Tiffany Haddish Interviewed Dr. Fauci About COVID-19 And How It Affects Black, Latinx People

by Kristine Cannon
Tiffany Haddish Dr. Fauci
Tiffany Haddish/YouTube

Dr. Anthony Fauci, the director of the National Institute of Allergy and Infectious Diseases since 1984, is no stranger to being interviewed by journalists and celebrities alike. Not only is Fauci, the nation’s top infectious disease expert and member of the White House coronavirus task force, a frequent guest on stations such as CNN and a consistent, reliable source of coronavirus-related information, but Fauci has also been known to chat virtually with celebrities, like award-winning actor Matthew McConaughey and, most recently, Tiffany Haddish.

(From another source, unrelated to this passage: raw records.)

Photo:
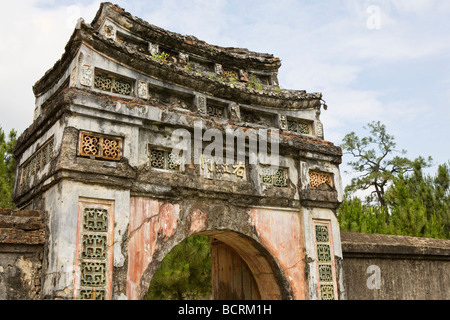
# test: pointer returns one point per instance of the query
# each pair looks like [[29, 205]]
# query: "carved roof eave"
[[143, 63], [186, 43]]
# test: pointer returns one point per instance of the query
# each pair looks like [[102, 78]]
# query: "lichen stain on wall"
[[148, 219]]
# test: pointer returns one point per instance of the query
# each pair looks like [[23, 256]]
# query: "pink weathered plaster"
[[280, 232], [148, 219], [198, 221]]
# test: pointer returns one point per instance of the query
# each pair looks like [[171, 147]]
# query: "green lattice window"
[[166, 160], [325, 264], [93, 253], [301, 127], [275, 177]]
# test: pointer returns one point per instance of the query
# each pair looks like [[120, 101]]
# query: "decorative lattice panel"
[[93, 254], [95, 220], [98, 146], [275, 177], [299, 127], [325, 261], [327, 292], [94, 246], [230, 74], [161, 159], [93, 294], [318, 178], [112, 84], [37, 161]]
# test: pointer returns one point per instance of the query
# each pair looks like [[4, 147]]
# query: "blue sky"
[[372, 60]]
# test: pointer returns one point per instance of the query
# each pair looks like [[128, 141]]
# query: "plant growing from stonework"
[[216, 77], [253, 82], [189, 67], [7, 168], [233, 80], [161, 57]]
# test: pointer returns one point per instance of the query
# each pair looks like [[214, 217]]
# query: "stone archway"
[[157, 227]]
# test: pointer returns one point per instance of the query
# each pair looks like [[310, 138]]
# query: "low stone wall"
[[22, 236], [387, 267]]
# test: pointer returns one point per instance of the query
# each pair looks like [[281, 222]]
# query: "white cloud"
[[33, 39]]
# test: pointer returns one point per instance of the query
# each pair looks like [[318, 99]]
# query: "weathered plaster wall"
[[386, 267], [274, 256], [21, 251]]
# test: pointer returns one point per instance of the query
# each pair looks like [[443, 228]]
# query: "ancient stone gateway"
[[125, 159]]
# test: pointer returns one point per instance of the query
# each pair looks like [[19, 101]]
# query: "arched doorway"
[[240, 269]]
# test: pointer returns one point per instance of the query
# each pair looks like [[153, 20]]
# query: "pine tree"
[[7, 168]]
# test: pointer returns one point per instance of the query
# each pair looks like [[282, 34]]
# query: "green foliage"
[[215, 77], [233, 80], [7, 168], [409, 202], [253, 82], [185, 272], [376, 165], [161, 57]]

In a 30-plus-minute video posted to her YouTube, Haddish interviewed Dr. Fauci about COVID-19 and “the ways it specifically affects the African American community,” the video description states. “We talk about vaccines, whether supplements and vitamins can improve your immune system to keep you safe, and the other ways people can protect themselves.”

“I think particularly the African-American community, which over decades, historically, have suffered from being taken advantage of by medical community testing, we need to engage the community, to be very transparent, and tell them everything they want to know: exactly what’s in the vaccine, what the risks are, etc.” Dr. Fauci told Haddish.

Fauci continued to say that “not only do they have a greater chance of getting infected, because they usually — not always, it’s dangerous to generalize — but people know they usually have jobs that don’t allow them to talk to a computer. They’re out on the front lines, doing the manual labor jobs that require interaction with people. Then when you look at the African American and Latinx population … they have a much greater likelihood of having the underlying conditions that means that when you do get infected, you likely would have a serious outcome.”

Haddish also revealed that she tested positive for COVID-19 — and that she’s been tested 12 times.

“I was working on a movie, and someone in the movie contracted coronavirus,” Haddish started. “I wasn’t in direct contact with them, but they sent all of us home and stopped the movie. Then they suggested that I go get tested. I went and got tested, got the results two days later, they said I did not have the coronavirus. Then someone else I know who was around the week before, they contracted the coronavirus and so I went and got tested again… Anyway, I get the test, I’m not feeling any symptoms or anything, it comes back two days later and they say I did have the virus.”

The whole interview, which also tackles Haddish’s concerns about the virus, the best preventative measures to take, and the promise of a vaccine, is interesting and definitely worth the watch. And why wouldn’t it be? It’s Haddish and Fauci.

“The thing that we’re facing that is unfortunate is the divisiveness in our society is making it almost a political thing,” Fauci said. “Trying to do public health things is the enemy of opening the country, that’s nonsense. We should use the public health measures as a vehicle and as a pathway to safely reopening the country.”

“The most important thing,” he emphasized, “is that you have the societal responsibility not to be propagating the outbreak — to be part of the solution, not the problem.”